Last Will and Testament – December Monthly Insight

Posted By The Nalls Sherbakoff Group, LLC on Dec 1, 2021


“Planning is bringing the future into the present so that you can do something about it now.”
Alan Lakein – American author

When many people hear the term “estate planning” they think it only applies to those who own mansions, extensive real estate holdings, and large stock portfolios.  They may recall news stories about estate battles that ensued when celebrities like Prince, Jimi Hendrix, and Michael Jackson died without a will.

Despite these myths and misconceptions, the truth is that everyone should have an estate plan or a will.  According to a recent survey from Caring.com, 2 out of 3 adults do not have a will.  If you die without a will, there is no guarantee that your intended wishes will be carried out and it can lead to fighting among potential heirs.

Estate planning can be complex, depending on your estate and circumstances.  This article will help you recognize common mistakes that can be avoided with proper planning.   As always, we recommend consulting with an estate attorney. 

Here are five common mistakes to avoid.

  1. Dying without a will. A last will and testament is a legal document that puts you in control of what happens with your estate after you die.  You can also use a will to leave instructions for your digital assets, provide funeral instructions, and support your favorite charities.  When you die without a will, the state succession laws and the probate process determine how your assets are given away – and this includes money, real estate, pets, and family heirlooms. 

    If you are a parent, you can use your will to designate a guardian for your minor children. If both parents pass away, this is a critical circumstance for those who don’t have a will.  If you have not designated a guardian in your will, the court will choose one for your children. 
  2. Ignoring beneficiary designations.  Retirement accounts, life insurance, and investment accounts can all avoid probate if you have a designated beneficiary.  These designations override provisions in a will.  For example, let’s say an IRA account at ABC Brokerage names your son as primary beneficiary, but the will names your daughter as the heir of the account. In this case, your son will receive the IRA, not your daughter.  Best practice is to review beneficiary designations annually.
  3. Not updating your estate plan. Creating an estate plan isn’t something you set up and forget about. Life events such as death, divorce, marriage, births, relocations, and tax law changes can trigger the need to update your will or trust.
  4. Using do-it-yourself estate planning tools.
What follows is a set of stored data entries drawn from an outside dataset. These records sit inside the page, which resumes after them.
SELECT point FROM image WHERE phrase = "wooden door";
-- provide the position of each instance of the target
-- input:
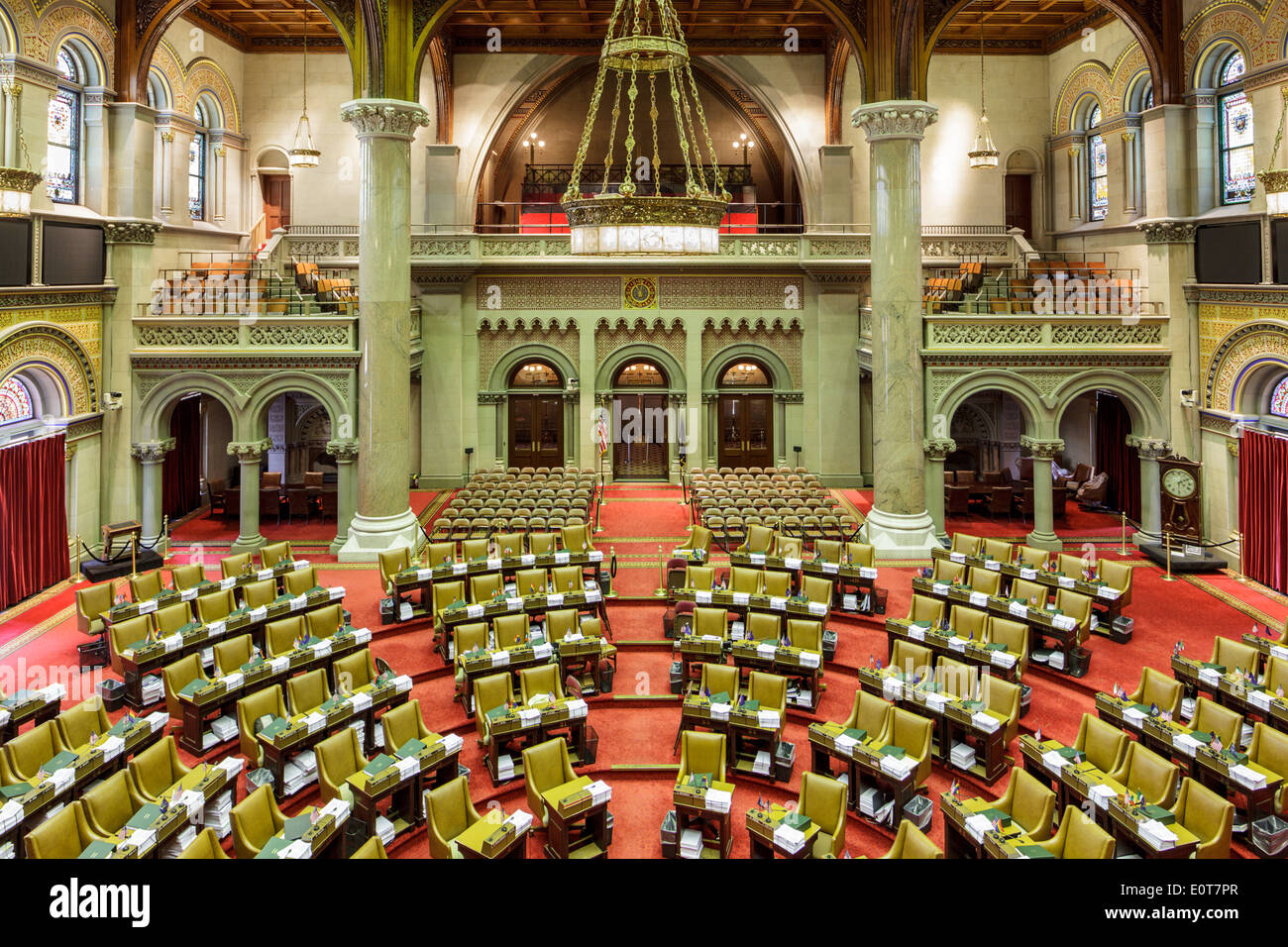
(746, 431)
(640, 440)
(277, 201)
(1019, 202)
(536, 431)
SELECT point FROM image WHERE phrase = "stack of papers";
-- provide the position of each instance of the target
(691, 843)
(964, 755)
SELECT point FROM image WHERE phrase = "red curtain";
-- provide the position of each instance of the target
(180, 472)
(1119, 460)
(1263, 508)
(33, 518)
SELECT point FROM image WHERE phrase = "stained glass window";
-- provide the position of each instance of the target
(1098, 167)
(1234, 129)
(1279, 399)
(62, 155)
(197, 176)
(14, 402)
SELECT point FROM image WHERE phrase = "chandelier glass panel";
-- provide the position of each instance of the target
(643, 63)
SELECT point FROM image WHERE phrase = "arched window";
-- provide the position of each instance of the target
(1279, 399)
(1098, 169)
(62, 155)
(1234, 133)
(535, 375)
(14, 402)
(197, 166)
(745, 375)
(640, 375)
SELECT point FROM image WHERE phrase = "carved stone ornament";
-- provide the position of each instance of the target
(384, 118)
(1167, 231)
(250, 451)
(1150, 447)
(896, 119)
(153, 451)
(130, 231)
(344, 451)
(938, 447)
(1041, 449)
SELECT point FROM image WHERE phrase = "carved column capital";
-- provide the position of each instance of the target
(1167, 231)
(153, 451)
(1041, 449)
(894, 119)
(1149, 447)
(938, 447)
(343, 451)
(249, 451)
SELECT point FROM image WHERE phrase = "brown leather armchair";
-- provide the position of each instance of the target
(449, 812)
(911, 843)
(205, 845)
(158, 770)
(1029, 802)
(63, 835)
(1080, 836)
(267, 702)
(1158, 689)
(1103, 745)
(1209, 815)
(1145, 772)
(823, 800)
(339, 757)
(545, 767)
(256, 819)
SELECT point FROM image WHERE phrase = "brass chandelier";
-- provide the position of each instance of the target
(644, 43)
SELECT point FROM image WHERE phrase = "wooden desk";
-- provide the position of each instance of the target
(305, 731)
(694, 809)
(532, 725)
(220, 693)
(581, 802)
(153, 657)
(765, 843)
(493, 838)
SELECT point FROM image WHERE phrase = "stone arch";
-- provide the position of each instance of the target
(210, 84)
(1091, 77)
(771, 360)
(1037, 418)
(510, 360)
(88, 27)
(613, 363)
(1146, 415)
(1239, 352)
(153, 415)
(266, 392)
(59, 354)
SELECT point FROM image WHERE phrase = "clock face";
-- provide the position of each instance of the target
(1179, 483)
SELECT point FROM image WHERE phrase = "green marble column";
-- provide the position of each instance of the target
(900, 526)
(1043, 451)
(250, 455)
(936, 453)
(151, 457)
(346, 453)
(384, 519)
(1149, 450)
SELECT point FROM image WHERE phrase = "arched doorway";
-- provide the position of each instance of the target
(746, 419)
(640, 431)
(536, 415)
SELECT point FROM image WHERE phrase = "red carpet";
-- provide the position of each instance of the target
(636, 724)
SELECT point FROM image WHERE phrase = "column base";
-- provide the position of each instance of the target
(901, 535)
(1044, 540)
(369, 536)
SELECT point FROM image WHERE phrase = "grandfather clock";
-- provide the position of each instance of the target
(1181, 497)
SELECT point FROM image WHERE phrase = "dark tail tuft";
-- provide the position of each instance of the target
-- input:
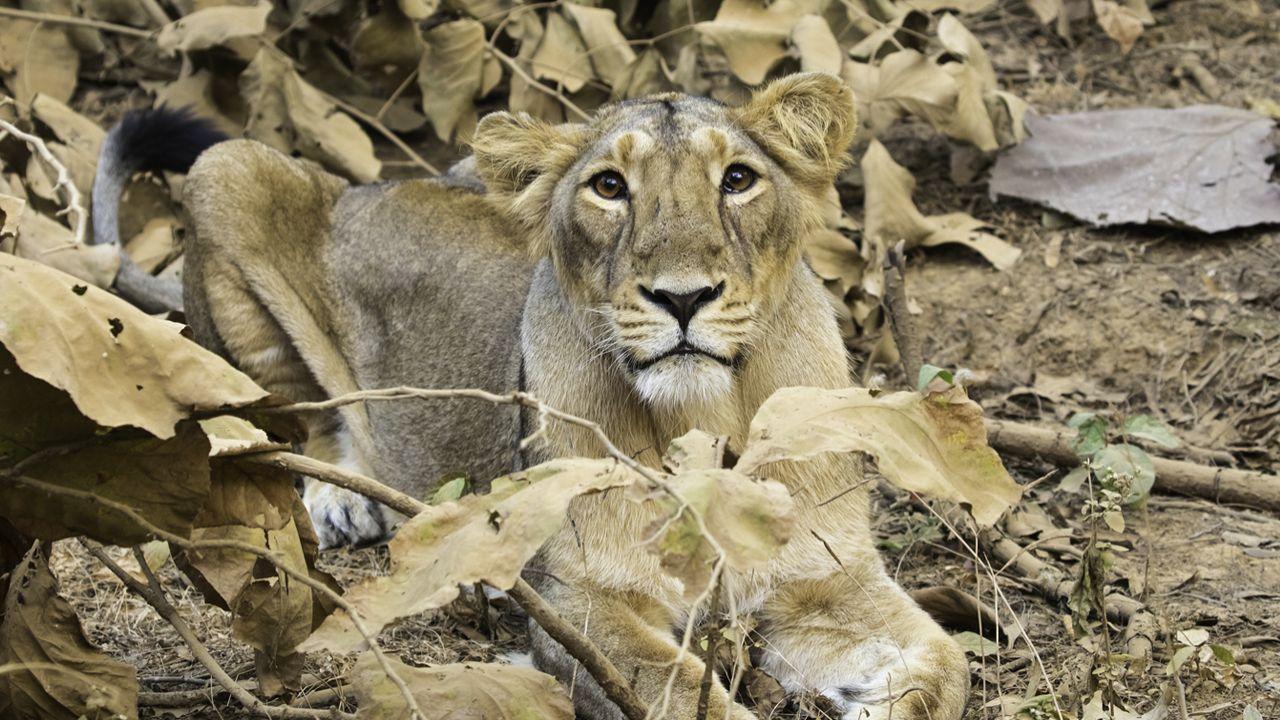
(161, 139)
(164, 139)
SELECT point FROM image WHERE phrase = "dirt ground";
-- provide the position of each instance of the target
(1160, 320)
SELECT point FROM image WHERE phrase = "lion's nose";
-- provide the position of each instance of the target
(682, 305)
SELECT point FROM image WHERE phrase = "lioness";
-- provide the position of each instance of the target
(664, 290)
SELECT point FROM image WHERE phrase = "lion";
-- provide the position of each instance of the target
(641, 269)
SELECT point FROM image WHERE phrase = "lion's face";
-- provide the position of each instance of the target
(676, 223)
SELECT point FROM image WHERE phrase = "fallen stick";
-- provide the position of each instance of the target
(1220, 484)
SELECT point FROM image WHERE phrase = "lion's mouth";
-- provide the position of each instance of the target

It may be tempting to download a free online template to create a will, but don’t underestimate the value of experienced estate planning professionals.  They can provide tailored advice to suit your family’s circumstances and help you avoid mistakes.  Also, failure to properly execute and/or witness the will may render your document worthless. 
  5. Failing to create advance directives. In Tennessee, there are two forms that you can complete to document your wishes for medical care.  A Medical Power of Attorney, now referred to as an Appointment of Health Care Agent, allows you to name another person to make healthcare decisions for you if you are unable to make them for yourself.  A Living Will, now known as an Advance Care Plan, is a document that tells your doctor how you want to be treated if you are terminally ill or permanently unconscious. 

Creating and implementing an estate plan ensures that your wishes will be carried out when you are no longer here. Avoiding estate planning mistakes can ensure that your intent is documented, while relieving stress for heirs.